Tevatron to Yield Data for Two More Years
Tevatron, the world's second largest particle accelerator, is going to be closed for good on Friday.
However, Fermilab National Accelerator Laboratory will still be crunching data from the collider for at least more two years, according to the U.S. Department of Energy (D.O.E.).
Tevatron had been the world's largest particle accelerator until 2009, falling behind only to the Switzerland-based Large Hadron Collider of the European Center for Nuclear Research (CERN). Massive amounts of data were collected from the Tevatron's underground.

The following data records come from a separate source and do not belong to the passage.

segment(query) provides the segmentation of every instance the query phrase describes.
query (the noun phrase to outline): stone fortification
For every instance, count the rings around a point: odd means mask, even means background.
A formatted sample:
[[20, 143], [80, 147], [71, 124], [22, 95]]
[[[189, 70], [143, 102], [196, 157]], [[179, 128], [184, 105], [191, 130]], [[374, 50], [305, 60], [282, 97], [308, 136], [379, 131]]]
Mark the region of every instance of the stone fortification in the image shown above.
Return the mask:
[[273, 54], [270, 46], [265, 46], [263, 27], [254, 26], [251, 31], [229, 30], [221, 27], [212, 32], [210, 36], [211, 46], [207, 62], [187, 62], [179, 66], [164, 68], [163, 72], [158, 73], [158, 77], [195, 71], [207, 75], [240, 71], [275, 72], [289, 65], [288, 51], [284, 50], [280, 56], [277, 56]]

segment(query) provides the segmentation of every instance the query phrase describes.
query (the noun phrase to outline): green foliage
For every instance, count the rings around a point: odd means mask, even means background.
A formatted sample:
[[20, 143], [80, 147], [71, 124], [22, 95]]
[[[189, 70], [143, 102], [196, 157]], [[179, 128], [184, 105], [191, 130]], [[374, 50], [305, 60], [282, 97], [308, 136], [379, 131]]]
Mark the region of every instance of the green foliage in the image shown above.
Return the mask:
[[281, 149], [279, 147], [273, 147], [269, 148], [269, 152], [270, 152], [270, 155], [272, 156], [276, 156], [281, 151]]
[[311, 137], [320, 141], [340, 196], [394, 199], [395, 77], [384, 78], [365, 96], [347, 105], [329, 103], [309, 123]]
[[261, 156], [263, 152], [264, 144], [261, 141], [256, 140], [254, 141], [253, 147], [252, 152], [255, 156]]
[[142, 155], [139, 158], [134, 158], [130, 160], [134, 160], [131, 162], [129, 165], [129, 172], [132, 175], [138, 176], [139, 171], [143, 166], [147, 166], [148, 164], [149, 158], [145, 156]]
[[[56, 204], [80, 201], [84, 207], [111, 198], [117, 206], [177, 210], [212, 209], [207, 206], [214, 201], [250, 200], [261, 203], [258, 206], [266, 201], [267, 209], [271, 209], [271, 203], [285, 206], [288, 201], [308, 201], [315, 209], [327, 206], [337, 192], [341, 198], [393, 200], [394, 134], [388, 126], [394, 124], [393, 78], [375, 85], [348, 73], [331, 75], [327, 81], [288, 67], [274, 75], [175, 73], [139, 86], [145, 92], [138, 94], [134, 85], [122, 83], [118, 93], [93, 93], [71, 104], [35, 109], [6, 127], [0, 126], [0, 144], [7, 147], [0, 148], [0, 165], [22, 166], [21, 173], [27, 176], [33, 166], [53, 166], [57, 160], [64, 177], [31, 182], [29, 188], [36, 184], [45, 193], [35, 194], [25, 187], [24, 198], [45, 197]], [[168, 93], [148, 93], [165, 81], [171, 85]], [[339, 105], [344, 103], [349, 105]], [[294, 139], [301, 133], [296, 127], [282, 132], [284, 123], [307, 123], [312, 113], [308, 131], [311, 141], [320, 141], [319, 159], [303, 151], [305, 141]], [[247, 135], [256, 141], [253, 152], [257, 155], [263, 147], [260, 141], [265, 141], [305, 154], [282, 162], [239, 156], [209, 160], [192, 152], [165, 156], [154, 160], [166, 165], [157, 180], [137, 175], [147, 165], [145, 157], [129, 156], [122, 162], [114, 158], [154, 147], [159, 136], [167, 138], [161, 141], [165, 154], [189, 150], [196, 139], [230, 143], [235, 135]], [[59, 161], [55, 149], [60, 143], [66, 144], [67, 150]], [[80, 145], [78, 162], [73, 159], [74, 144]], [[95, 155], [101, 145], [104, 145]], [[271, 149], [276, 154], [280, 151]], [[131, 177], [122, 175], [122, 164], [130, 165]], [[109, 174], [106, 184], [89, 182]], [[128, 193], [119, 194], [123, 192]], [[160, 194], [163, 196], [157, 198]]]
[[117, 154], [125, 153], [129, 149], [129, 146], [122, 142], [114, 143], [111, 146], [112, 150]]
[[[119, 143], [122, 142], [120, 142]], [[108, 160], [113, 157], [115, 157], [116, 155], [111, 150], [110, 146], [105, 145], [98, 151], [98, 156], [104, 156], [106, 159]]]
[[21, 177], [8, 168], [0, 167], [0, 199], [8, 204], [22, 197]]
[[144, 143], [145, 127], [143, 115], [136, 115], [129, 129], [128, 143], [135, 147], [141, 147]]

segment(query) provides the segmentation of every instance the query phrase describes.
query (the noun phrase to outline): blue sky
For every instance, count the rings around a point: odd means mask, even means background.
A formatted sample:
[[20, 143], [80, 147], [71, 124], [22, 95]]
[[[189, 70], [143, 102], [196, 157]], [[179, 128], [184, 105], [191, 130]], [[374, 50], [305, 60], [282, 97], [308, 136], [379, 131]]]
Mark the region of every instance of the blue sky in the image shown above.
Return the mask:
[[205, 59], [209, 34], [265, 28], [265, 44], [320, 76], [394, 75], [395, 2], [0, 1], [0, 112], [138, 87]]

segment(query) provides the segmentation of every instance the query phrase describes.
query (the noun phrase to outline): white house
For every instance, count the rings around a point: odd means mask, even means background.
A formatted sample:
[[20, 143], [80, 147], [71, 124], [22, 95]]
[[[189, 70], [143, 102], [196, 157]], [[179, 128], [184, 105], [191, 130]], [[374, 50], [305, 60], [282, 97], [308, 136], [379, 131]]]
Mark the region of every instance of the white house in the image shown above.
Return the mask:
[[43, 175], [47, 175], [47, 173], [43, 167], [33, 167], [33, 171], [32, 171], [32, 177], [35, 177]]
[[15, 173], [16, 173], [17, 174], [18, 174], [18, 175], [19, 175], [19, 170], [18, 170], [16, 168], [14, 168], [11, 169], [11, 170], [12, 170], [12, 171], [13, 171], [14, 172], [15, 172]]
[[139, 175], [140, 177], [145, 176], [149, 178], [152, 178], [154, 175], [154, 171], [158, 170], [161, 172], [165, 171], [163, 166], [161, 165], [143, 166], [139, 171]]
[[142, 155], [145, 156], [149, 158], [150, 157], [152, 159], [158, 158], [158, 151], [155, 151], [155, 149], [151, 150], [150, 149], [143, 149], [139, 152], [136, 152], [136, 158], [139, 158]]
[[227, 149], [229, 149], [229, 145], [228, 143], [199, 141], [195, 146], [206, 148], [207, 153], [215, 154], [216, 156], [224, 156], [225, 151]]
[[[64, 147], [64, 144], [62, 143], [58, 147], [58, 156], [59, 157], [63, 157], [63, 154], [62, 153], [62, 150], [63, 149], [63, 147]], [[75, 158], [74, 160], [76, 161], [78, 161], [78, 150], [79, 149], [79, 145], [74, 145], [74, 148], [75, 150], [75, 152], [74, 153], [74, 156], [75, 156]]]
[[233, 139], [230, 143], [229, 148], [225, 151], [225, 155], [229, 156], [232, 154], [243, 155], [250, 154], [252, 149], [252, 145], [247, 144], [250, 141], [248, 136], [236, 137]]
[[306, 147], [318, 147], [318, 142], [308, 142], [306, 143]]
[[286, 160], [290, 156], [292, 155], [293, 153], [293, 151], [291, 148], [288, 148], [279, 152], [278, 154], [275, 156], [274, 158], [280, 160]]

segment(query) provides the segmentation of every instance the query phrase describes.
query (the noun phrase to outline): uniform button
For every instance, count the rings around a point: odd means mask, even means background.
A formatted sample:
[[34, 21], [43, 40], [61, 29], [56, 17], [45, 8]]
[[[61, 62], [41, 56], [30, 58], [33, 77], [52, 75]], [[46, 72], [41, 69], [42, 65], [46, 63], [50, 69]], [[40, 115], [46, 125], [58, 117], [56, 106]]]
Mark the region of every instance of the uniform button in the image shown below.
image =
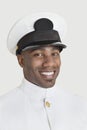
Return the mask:
[[45, 104], [46, 104], [47, 107], [50, 107], [50, 103], [48, 101], [46, 101]]

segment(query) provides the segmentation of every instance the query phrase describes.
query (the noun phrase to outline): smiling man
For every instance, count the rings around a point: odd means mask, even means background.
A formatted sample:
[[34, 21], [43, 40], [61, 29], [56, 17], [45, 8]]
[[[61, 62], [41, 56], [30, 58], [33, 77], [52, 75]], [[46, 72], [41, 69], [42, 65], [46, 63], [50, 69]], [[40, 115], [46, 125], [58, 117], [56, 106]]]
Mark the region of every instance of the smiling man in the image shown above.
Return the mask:
[[53, 87], [60, 70], [60, 51], [55, 46], [28, 49], [18, 55], [24, 77], [40, 87]]
[[87, 130], [87, 102], [56, 84], [66, 33], [64, 19], [39, 13], [19, 20], [8, 35], [8, 49], [24, 79], [0, 98], [0, 130]]

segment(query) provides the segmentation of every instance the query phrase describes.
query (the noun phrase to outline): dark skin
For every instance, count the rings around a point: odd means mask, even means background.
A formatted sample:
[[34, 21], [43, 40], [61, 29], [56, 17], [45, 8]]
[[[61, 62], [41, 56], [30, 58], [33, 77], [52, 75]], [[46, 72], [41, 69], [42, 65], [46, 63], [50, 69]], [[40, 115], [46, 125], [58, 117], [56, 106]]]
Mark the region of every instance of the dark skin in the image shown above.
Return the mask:
[[60, 52], [57, 47], [28, 49], [17, 55], [24, 77], [43, 88], [53, 87], [60, 71]]

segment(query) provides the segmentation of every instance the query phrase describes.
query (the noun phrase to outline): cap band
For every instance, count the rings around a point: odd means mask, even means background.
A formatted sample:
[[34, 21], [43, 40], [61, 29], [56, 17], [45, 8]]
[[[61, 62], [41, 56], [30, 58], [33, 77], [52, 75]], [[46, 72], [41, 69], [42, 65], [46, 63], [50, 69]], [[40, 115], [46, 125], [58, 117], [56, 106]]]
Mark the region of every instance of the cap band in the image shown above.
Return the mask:
[[54, 42], [61, 42], [57, 31], [34, 31], [25, 35], [19, 40], [17, 44], [18, 49], [16, 50], [16, 54], [20, 53], [22, 49], [28, 46], [45, 45]]

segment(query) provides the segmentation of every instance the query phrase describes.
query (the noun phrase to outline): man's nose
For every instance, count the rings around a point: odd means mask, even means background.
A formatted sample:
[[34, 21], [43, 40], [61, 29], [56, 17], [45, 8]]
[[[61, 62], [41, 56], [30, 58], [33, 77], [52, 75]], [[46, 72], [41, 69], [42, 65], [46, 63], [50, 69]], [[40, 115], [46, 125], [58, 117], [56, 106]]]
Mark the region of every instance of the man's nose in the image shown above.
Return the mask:
[[43, 60], [44, 67], [51, 67], [55, 64], [54, 59], [52, 56], [45, 56]]

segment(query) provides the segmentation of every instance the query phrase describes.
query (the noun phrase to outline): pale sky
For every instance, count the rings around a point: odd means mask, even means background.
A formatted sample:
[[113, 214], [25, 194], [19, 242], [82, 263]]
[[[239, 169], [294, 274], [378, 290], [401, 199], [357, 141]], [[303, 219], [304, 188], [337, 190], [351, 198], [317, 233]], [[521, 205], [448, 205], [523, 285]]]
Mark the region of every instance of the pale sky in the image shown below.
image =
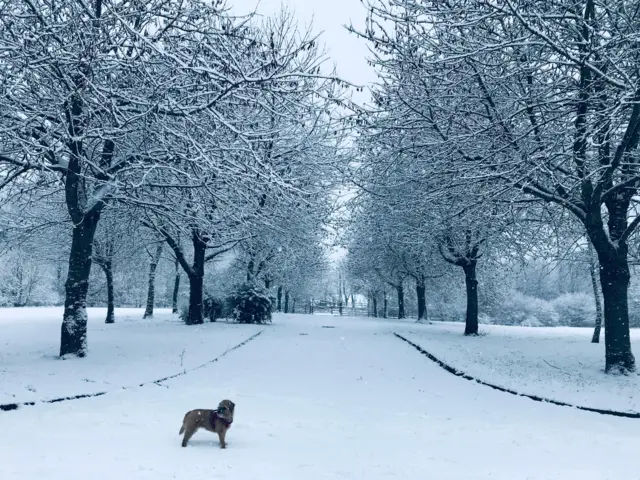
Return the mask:
[[313, 32], [322, 33], [320, 41], [341, 78], [363, 86], [375, 80], [373, 68], [367, 64], [366, 42], [343, 27], [350, 23], [360, 30], [364, 27], [367, 11], [360, 0], [229, 0], [234, 13], [248, 13], [256, 5], [262, 15], [287, 7], [297, 17], [300, 29], [312, 23]]

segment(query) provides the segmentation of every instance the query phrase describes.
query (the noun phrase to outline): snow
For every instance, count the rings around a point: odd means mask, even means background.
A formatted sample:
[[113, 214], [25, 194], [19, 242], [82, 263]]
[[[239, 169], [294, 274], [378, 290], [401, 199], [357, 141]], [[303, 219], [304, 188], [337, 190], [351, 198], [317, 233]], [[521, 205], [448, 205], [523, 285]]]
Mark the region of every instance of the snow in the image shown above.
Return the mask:
[[[590, 328], [481, 325], [478, 337], [463, 331], [463, 324], [439, 322], [398, 328], [478, 380], [572, 405], [640, 412], [640, 375], [604, 373], [604, 331], [599, 344], [591, 343]], [[632, 330], [631, 342], [639, 355], [640, 330]]]
[[[37, 327], [32, 332], [44, 336], [41, 327], [49, 321], [25, 316], [8, 322], [4, 313], [3, 343], [15, 337], [28, 346], [24, 335], [31, 323]], [[112, 326], [99, 327], [90, 312], [90, 351], [81, 361], [93, 362], [91, 368], [32, 358], [48, 345], [39, 337], [23, 359], [53, 369], [62, 389], [78, 385], [79, 369], [111, 378], [108, 372], [118, 369], [110, 364], [120, 360], [108, 355], [109, 347], [120, 345], [130, 361], [128, 375], [141, 378], [177, 369], [164, 359], [182, 348], [172, 342], [208, 358], [256, 331], [225, 324], [181, 327], [168, 319], [155, 320], [159, 325], [152, 328], [153, 322], [125, 322], [117, 314], [116, 334], [108, 331]], [[141, 316], [142, 310], [131, 313]], [[462, 380], [392, 335], [398, 329], [427, 332], [432, 325], [274, 315], [274, 324], [261, 329], [220, 361], [160, 386], [0, 412], [2, 479], [640, 479], [638, 421], [537, 403]], [[61, 366], [50, 366], [56, 363]], [[5, 379], [28, 370], [12, 365]], [[127, 374], [116, 377], [124, 381]], [[184, 413], [214, 408], [222, 398], [236, 403], [228, 448], [219, 449], [208, 432], [181, 448]]]
[[[171, 310], [89, 308], [86, 358], [58, 358], [63, 308], [0, 308], [0, 404], [30, 402], [136, 386], [195, 368], [258, 332], [207, 323], [195, 328]], [[64, 380], [62, 377], [64, 376]]]

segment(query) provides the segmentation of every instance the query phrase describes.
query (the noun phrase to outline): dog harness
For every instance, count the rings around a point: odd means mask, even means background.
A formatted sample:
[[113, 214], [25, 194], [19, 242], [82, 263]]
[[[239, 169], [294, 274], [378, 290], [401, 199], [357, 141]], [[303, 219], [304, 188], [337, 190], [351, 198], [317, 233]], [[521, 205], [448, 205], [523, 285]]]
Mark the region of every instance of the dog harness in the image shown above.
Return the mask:
[[214, 410], [213, 412], [211, 412], [211, 417], [209, 418], [209, 422], [211, 423], [211, 428], [215, 429], [216, 428], [216, 418], [218, 420], [220, 420], [222, 422], [222, 424], [227, 427], [227, 429], [231, 428], [231, 424], [233, 423], [233, 421], [229, 421], [226, 418], [222, 418], [220, 415], [218, 415], [218, 411]]

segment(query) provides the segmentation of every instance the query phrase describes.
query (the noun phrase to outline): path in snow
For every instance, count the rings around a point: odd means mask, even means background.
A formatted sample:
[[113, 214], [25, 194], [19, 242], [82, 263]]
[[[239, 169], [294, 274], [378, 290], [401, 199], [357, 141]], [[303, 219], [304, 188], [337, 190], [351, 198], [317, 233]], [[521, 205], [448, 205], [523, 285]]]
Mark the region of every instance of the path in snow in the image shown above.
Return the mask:
[[[474, 385], [390, 332], [366, 319], [279, 316], [166, 387], [0, 413], [1, 477], [640, 479], [638, 421]], [[237, 404], [228, 449], [207, 432], [180, 448], [185, 411], [223, 397]]]

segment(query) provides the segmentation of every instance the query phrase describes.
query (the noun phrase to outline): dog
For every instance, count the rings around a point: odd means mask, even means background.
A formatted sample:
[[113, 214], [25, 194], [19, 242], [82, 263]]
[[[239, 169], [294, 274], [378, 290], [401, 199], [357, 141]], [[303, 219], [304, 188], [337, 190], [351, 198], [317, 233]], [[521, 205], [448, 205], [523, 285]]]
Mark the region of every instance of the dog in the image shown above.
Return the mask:
[[236, 404], [231, 400], [222, 400], [216, 410], [196, 409], [188, 411], [182, 420], [182, 427], [179, 434], [184, 433], [182, 437], [182, 446], [186, 447], [189, 439], [200, 428], [204, 428], [210, 432], [218, 434], [220, 439], [220, 448], [227, 448], [225, 437], [227, 431], [233, 423], [233, 411]]

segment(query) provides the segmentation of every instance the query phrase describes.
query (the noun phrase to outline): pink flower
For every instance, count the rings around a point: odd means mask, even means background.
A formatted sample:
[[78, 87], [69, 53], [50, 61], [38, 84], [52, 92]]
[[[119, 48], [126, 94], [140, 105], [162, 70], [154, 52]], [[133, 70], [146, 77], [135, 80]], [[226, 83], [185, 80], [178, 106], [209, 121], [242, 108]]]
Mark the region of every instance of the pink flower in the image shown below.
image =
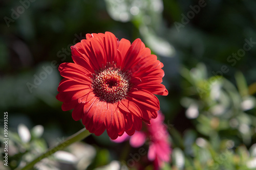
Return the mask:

Building another big particle project in the U.S. currently seems impossible considering the crisis of funds. So physicists from Fermilab National Accelerator Laboratory and scientists from all over the country are requesting the D.O.E. to fund the existing intensity frontier, which explores fundamental particles and forces of nature using intense particle beams and highly sensitive detectors, as described by the Fermilab.
The D.O.E. Office of Science is currently considering the establishment of a major underground science facility to study underground particle physics.
In 1995, the Tevatron discovered the Top Quark, a particle which is one of the fundamental constituents of matter, but the Tevatron has made phenomenal contributions to particle physics, believes CERN's director general Rolf Heuer.
Some of the Tevatron employees will be transferred to other initiatives at the lab, such as Project X, the MicroBooNe and the Illinois Accelerator Research Center.
There is a certain sadness that the wonderful story is coming to an end, said Fermilab, director Pier Oddone. But this is really a celebration. This has been such a wonderful run. I wish the Large Hadron Collider in Europe to have as rich a life as the Tevatron has had here.